Our systematic review and meta-analyses identified several areas for future research. Increased consistency in measurement is needed to clarify whether programs influence specific mental health, professional burnout, and/or wellbeing outcomes in the teaching workforce and enable comparison across studies. Increased focus is also needed on less studied, but equally important, outcomes such as trauma, sleep, and resilience. Future research should take a systematic approach to measurement, not only using standardised measures with sound psychometric properties but also those that are validated with teachers and the school context. More comprehensive evaluation of follow-up periods to gauge the trajectory of effects over time once a program has finished is also necessary to further quantify effectiveness. Overall, there is a clear need for rigorous methodology in study design to reduce risk of bias and increase validity and reliability of findings.

Translation from research trials to the real-world is a critical factor to consider when designing and rolling-out programs. Even though the programs identified in our review and meta-analyses are generally effective, their translational potential is unclear. This is particularly the case given how demanding and resource heavy the available programs currently are. Such characteristics are problematic given the high program attrition identified in our review. Insights from co-design research have potential to transform the nature of programs being developed and the studies being designed to evaluate them. Co-design involves relevant stakeholders in the conceptualisation and/or development of programs (Sanders & Stappers, 2008). Most programs identified in our review were developed or adapted for teachers (n=67, 76.14%). Although we did not specifically extract and analyse data on co-design, we did not identify any papers that reported co-design principles. Involving teachers, as well as school leadership and representatives from relevant governing bodies, is important to understand what they want and how a program would fit within schools. This process would likely increase the feasibility of implementation, perceived acceptability from those intended to use and benefit from the program and, in turn, the uptake and effectiveness of the program (Steen et al., 2011).
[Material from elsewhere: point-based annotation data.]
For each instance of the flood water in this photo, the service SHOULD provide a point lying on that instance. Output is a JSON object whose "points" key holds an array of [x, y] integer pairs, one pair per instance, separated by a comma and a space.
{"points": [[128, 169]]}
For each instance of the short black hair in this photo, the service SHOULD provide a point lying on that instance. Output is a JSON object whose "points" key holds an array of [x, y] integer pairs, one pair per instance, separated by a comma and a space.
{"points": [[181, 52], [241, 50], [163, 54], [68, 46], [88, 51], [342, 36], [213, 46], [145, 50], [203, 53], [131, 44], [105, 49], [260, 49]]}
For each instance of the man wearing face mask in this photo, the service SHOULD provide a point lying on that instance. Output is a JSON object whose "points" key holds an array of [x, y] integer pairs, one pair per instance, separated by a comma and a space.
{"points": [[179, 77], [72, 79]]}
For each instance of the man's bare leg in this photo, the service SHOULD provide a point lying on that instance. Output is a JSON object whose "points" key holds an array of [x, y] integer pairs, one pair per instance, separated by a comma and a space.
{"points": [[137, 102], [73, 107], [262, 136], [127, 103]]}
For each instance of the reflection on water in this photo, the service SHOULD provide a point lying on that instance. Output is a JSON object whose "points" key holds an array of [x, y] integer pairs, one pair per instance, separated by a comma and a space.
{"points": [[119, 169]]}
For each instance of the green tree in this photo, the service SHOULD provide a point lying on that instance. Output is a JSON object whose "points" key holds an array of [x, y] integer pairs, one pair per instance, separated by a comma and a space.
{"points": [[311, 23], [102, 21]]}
Our systematic review and meta-analyses identified, described, and evaluated psychological programs targeting the mental health, professional burnout, and/or wellbeing of school teachers. We found that the programs currently available can reduce anxiety, depression, stress and professional burnout, and increase wellbeing, relative to controls. However, there is a need for future studies to prioritise methodological rigour to produce valid results that can be replicated. Most programs currently available require significant time, effort, and resources to deliver and complete. Teachers are time-poor, and these programs may not translate well outside of research trials to real-world contexts. Incorporating principles from co-design and implementation research as well as considering novel ways of delivering programs that reduce demands on teachers (e.g. online programs delivered asynchronously) are necessary to develop programs that work, but that are also used as intended. Against the backdrop of worsening outcomes for teachers due to everchanging roles and responsibilities, as well as unpredictable community events (e.g. COVID-19, other natural disasters), now is the time to develop and evaluate programs that address teacher mental health, professional burnout, and/or wellbeing.